Last week, the United States Senate Intelligence Committee held an open hearing on FISA section 702, which is set to sunset at the end of 2017. 702 enables widespread surveillance, and we’ve been expressing concerns about it for quite some time now. This hearing focused specifically on the 702 section that covers “Procedures for Targeting Certain Persons Outside the United States Other Than United States Persons.” Under the amendments, officials cannot target US persons with their surveillance practices. Foreigners, however, can be surveilled when using US communications or Internet technologies. And of course, when using these methods to communicate many of the conversations may take place between foreigners and US citizens. It’s standard procedure to mask the identities of citizens, but sometimes they are compromised even if unintentionally, which is referred to as “unmasking” and creates large concerns around privacy.
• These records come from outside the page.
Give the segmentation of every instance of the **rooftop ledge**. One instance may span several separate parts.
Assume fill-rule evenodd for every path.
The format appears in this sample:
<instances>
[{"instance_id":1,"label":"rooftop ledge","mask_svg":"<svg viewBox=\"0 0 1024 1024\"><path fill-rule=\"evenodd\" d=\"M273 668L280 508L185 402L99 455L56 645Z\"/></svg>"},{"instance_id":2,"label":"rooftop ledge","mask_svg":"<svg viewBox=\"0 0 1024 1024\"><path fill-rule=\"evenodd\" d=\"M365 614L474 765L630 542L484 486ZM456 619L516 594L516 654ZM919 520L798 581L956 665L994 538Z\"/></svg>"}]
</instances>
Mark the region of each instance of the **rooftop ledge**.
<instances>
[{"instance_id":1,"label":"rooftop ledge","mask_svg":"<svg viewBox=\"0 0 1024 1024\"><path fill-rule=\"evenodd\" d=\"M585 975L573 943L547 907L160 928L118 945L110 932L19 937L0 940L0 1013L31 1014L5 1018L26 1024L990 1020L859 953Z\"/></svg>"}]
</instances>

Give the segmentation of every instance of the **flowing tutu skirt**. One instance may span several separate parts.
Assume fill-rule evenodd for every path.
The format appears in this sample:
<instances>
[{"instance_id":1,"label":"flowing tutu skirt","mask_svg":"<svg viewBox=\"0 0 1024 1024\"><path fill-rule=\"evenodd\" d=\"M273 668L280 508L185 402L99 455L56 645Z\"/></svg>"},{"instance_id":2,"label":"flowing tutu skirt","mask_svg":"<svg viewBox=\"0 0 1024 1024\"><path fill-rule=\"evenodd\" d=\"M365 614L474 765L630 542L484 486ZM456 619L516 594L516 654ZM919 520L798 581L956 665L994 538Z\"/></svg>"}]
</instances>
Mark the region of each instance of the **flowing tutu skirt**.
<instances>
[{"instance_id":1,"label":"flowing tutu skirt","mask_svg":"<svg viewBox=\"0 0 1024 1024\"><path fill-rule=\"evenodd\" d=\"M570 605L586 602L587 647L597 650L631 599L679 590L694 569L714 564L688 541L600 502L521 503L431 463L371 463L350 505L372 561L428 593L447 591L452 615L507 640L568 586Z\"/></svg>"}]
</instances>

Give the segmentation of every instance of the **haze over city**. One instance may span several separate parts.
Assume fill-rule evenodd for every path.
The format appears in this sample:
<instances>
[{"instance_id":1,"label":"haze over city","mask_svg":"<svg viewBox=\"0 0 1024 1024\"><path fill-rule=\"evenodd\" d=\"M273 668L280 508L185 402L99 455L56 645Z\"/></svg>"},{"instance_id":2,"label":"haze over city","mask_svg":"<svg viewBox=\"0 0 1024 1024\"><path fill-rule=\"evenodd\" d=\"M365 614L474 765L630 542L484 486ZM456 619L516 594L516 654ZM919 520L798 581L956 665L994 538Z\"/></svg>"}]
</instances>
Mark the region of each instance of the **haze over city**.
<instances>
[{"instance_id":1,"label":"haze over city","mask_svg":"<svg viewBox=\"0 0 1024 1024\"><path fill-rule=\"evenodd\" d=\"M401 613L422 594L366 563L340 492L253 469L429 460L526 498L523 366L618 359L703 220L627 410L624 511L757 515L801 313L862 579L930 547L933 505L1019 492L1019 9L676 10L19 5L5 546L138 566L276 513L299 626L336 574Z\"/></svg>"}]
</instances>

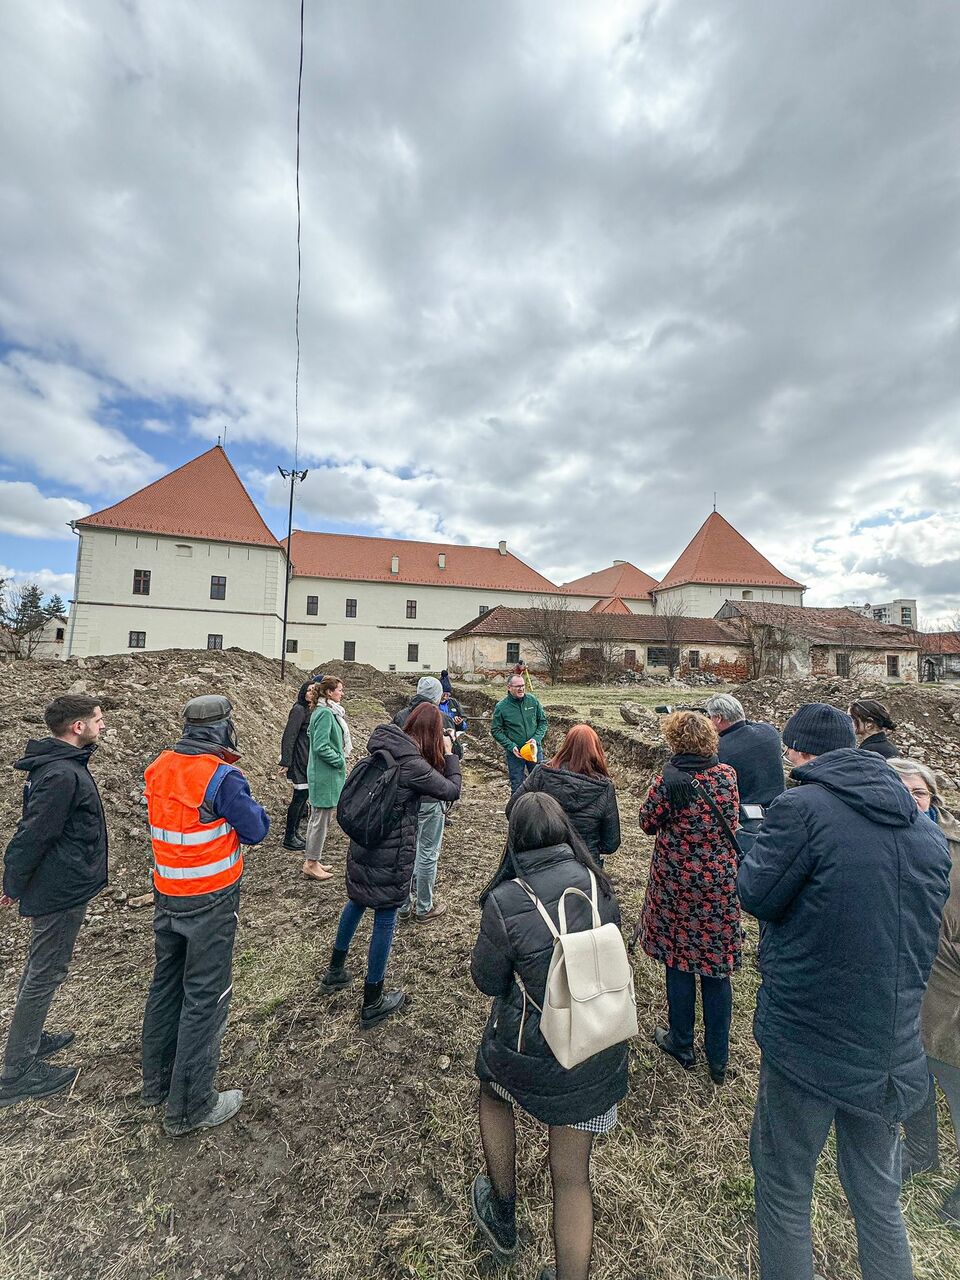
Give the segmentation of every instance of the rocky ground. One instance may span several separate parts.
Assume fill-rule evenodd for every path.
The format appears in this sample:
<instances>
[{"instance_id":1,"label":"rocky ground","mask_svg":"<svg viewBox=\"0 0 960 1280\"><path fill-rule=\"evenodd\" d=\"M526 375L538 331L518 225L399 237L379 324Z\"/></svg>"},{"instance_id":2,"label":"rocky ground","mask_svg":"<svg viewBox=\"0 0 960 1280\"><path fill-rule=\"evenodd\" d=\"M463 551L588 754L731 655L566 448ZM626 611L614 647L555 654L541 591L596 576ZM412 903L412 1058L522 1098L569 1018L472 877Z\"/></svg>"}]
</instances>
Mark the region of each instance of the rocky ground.
<instances>
[{"instance_id":1,"label":"rocky ground","mask_svg":"<svg viewBox=\"0 0 960 1280\"><path fill-rule=\"evenodd\" d=\"M345 705L360 743L409 693L403 680L357 664L331 663L325 669L347 682ZM7 766L27 736L43 734L46 701L81 686L102 698L107 714L109 729L93 771L112 836L111 889L91 910L51 1017L51 1025L77 1030L72 1060L82 1066L79 1080L69 1098L0 1112L4 1277L477 1280L493 1272L466 1207L467 1188L480 1165L472 1067L486 1016L486 1001L470 982L468 958L479 919L477 896L503 847L508 796L486 734L491 695L478 688L463 691L475 736L464 799L441 862L439 893L449 910L432 926L401 929L390 977L408 991L409 1007L364 1035L357 1027L356 988L332 999L317 989L342 885L307 882L299 859L279 846L287 792L276 776L277 743L300 679L290 669L281 683L277 663L233 651L0 668L0 762L6 774L0 783L0 840L9 837L19 811L19 779ZM222 1083L242 1087L247 1102L222 1129L172 1142L159 1118L136 1104L152 942L151 912L135 905L150 888L141 773L176 736L183 703L212 690L228 693L235 703L242 763L275 827L248 858L224 1041ZM762 697L763 705L772 706L776 695L765 691ZM949 727L954 722L944 721L954 704L945 701L941 710L935 697L932 704L918 703L918 714L928 705L937 709L927 737L955 742L958 731ZM564 722L578 712L571 707L552 714ZM649 842L635 826L636 797L661 748L626 725L616 731L604 727L603 736L625 831L611 867L632 926L649 855ZM339 833L329 852L342 867ZM368 936L361 927L359 941L365 944ZM752 926L748 936L736 979L735 1069L722 1091L713 1089L704 1071L687 1075L674 1068L643 1036L632 1048L631 1091L621 1124L598 1140L594 1160L598 1280L756 1274L747 1154L756 1085ZM5 912L2 1024L12 1007L26 939L23 922ZM662 977L642 959L637 990L646 1030L662 1015ZM535 1275L550 1258L546 1145L536 1124L521 1122L520 1149L524 1247L515 1266L502 1273L518 1280ZM818 1269L827 1280L846 1280L856 1274L855 1240L831 1158L828 1150L818 1182ZM921 1179L907 1198L922 1280L960 1280L956 1237L933 1215L957 1177L955 1166L955 1157L948 1157L943 1174Z\"/></svg>"}]
</instances>

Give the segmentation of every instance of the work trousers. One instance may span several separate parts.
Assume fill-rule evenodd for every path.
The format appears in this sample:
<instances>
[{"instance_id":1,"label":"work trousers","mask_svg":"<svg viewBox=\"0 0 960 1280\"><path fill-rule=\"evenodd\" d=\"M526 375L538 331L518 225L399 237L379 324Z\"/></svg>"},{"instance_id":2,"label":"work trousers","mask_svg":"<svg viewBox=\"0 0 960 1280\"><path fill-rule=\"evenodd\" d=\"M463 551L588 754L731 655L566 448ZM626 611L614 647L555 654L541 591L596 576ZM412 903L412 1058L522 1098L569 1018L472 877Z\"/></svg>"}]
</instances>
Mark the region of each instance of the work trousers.
<instances>
[{"instance_id":1,"label":"work trousers","mask_svg":"<svg viewBox=\"0 0 960 1280\"><path fill-rule=\"evenodd\" d=\"M446 806L442 800L421 800L417 818L417 856L413 860L410 897L417 915L433 906L433 886L437 880L440 846L443 844L443 819Z\"/></svg>"},{"instance_id":2,"label":"work trousers","mask_svg":"<svg viewBox=\"0 0 960 1280\"><path fill-rule=\"evenodd\" d=\"M923 1168L933 1168L940 1159L940 1142L937 1134L937 1085L947 1095L950 1119L953 1121L954 1141L960 1150L960 1067L937 1058L927 1058L930 1068L930 1092L927 1100L912 1116L903 1122L903 1140L910 1160Z\"/></svg>"},{"instance_id":3,"label":"work trousers","mask_svg":"<svg viewBox=\"0 0 960 1280\"><path fill-rule=\"evenodd\" d=\"M87 904L33 916L30 952L17 990L17 1005L7 1036L3 1074L7 1080L28 1071L40 1048L43 1024L47 1020L57 988L66 980L73 958L77 934L87 914Z\"/></svg>"},{"instance_id":4,"label":"work trousers","mask_svg":"<svg viewBox=\"0 0 960 1280\"><path fill-rule=\"evenodd\" d=\"M330 832L330 820L337 812L333 809L314 809L310 806L310 817L307 819L306 850L304 857L309 862L319 862L323 855L323 846L327 843Z\"/></svg>"},{"instance_id":5,"label":"work trousers","mask_svg":"<svg viewBox=\"0 0 960 1280\"><path fill-rule=\"evenodd\" d=\"M287 825L283 833L286 844L290 844L299 835L300 823L307 807L310 791L307 787L294 787L293 796L287 806Z\"/></svg>"},{"instance_id":6,"label":"work trousers","mask_svg":"<svg viewBox=\"0 0 960 1280\"><path fill-rule=\"evenodd\" d=\"M524 760L521 756L515 756L512 751L505 752L507 759L507 774L510 778L510 791L519 791L523 786L523 780L528 773L533 773L537 765L532 760ZM539 763L539 762L538 762Z\"/></svg>"},{"instance_id":7,"label":"work trousers","mask_svg":"<svg viewBox=\"0 0 960 1280\"><path fill-rule=\"evenodd\" d=\"M810 1202L817 1157L836 1126L837 1172L857 1229L863 1280L912 1280L900 1213L900 1141L881 1116L844 1111L765 1058L750 1131L760 1280L812 1280Z\"/></svg>"},{"instance_id":8,"label":"work trousers","mask_svg":"<svg viewBox=\"0 0 960 1280\"><path fill-rule=\"evenodd\" d=\"M217 1100L239 905L238 881L203 910L171 911L160 902L154 909L157 961L143 1018L143 1096L166 1098L170 1124L195 1123Z\"/></svg>"},{"instance_id":9,"label":"work trousers","mask_svg":"<svg viewBox=\"0 0 960 1280\"><path fill-rule=\"evenodd\" d=\"M733 984L729 978L708 978L702 973L687 973L684 969L667 965L670 1037L678 1049L693 1048L698 977L703 1002L703 1049L711 1067L723 1071L730 1057L730 1019L733 1015Z\"/></svg>"}]
</instances>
According to a live blog from EFF, the hearing went as expected. Although “about” searches under 702 were recently paused (link to past blog this is explained), the NSA director left the door open for restarting them at some point down the line. He explained why they were stopped in the first place, because the agency’s “technical capabilities could not reliably comply with court-ordered rules for such searches.” Implying that if technical solutions appear down the line, they could restart these practices. Some other developments of note include:

  • A request to discuss encryption backdoors, but in a closed setting (no updates at this time)
  • Repeated assertions that rules governed by 702 were never intentionally violated in oversight or misused
  • A failure of officials to note that Section 702 collection includes Americans’ communications and require a warrant
  • DNI Coats backed out of a previous commitment to provide Congress with an estimate of how many U.S. persons’ (citizens and permanent residents) communications are collected under Section 702 (which would be important information to have if reauthorizing)
  • Mention of the poor oversight of 702 thus far
We are following congressional mulling of the bill, and are encouraged about some U.S. legislators demanding more transparency, and privacy safeguards before considering re-authorization of 702. These efforts will be critical for all of us, as there is also talk of making section 702 permanent, and thus effectively ending public reconsideration and debate if it passes. Golden Frog will continue to monitor the happenings on 702 as various people push for reforms of the legislation. We will continue to fight against mass surveillance as we have been, and work to amend 702 before it sunsets at the end of this year.